12-20 July 2021 • Melbourne, Victoria, Australia

IEEE Information Theory Society

Institute of Electrical and Electronics Engineers (IEEE)

2021 IEEE International Symposium on Information Theory

12-20 July 2021 • Melbourne, Victoria, Australia

All Dates/Times are Australian Eastern Standard Time (AEST)

Technical Program

Paper Detail

Paper ID	D2-S1-T4.2
Paper Title	A Linear Reduction Method for Local Differential Privacy and Log-lift
Authors	Ni Ding, University of Melbourne, Australia; Yucheng Liu, University of Newcastle, Australia; Farhad Farokhi, University of Melbourne, Australia
Session	D2-S1-T4: Local Differential Privacy
Chaired Session:	Tuesday, 13 July, 22:00 - 22:20
Engagement Session:	Tuesday, 13 July, 22:20 - 22:40
Abstract	This paper considers the problem of publishing data $X$ while protecting the correlated sensitive information $S$. We propose a linear method to generate the sanitized data $Y$ with the same alphabet $\mathcal{Y} = \mathcal{X}$ that attains local differential privacy (LDP) and log-lift at the same time.
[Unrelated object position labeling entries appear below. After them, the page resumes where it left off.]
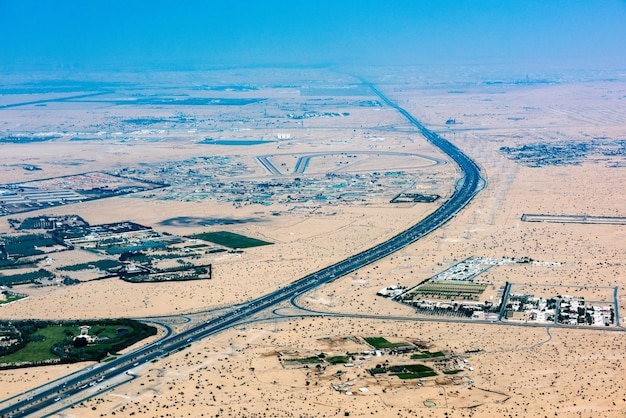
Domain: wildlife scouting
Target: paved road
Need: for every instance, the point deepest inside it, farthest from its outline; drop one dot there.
(466, 188)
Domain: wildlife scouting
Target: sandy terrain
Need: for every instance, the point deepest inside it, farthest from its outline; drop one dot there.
(518, 371)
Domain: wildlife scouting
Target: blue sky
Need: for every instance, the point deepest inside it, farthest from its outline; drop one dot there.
(93, 34)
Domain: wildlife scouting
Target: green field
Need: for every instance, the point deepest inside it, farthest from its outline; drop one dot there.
(379, 343)
(44, 341)
(408, 371)
(338, 360)
(427, 354)
(230, 239)
(448, 290)
(11, 297)
(22, 278)
(99, 264)
(306, 360)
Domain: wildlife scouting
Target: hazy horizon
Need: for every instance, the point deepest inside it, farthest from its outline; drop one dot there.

It is revealed that both LDP and log-lift are inversely proportional to the statistical distance between conditional probability $P_{Y\|S}(x\|s)$ and marginal probability $P_{Y}(x)$: the closer the two probabilities are, the more private $Y$ is. Specifying $P_{Y\|S}(x\|s)$ that linearly reduces this distance $\|P_{Y\|S}(x\|s) - P_Y(x)\| = (1-\alpha)\|P_{X\|S}(x\|s) - P_X(x)\|,\forall s,x$ for some $\alpha \in (0,1]$, we study the problem of how to generate $Y$ from the original data $S$ and $X$. The Markov randomization/sanitization scheme $P_{Y\|X}(x\|x') = P_{Y\|S,X}(x\|s,x')$ is obtained by solving linear equations. The optimal non-Markov sanitization, the transition probability $P_{Y\|S,X}(x\|s,x')$ that depends on $S$, can be determined by maximizing the data utility subject to linear equality constraints on data privacy. We compute the solution for two linear utility function: the expected distance and total variance distance. It is shown that the non-Markov randomization significantly improves data utility and the marginal probability $P_X(x)$ remains the same after the linear sanitization method: $P_Y(x) = P_X(x), \forall x \in \mathcal{X}$.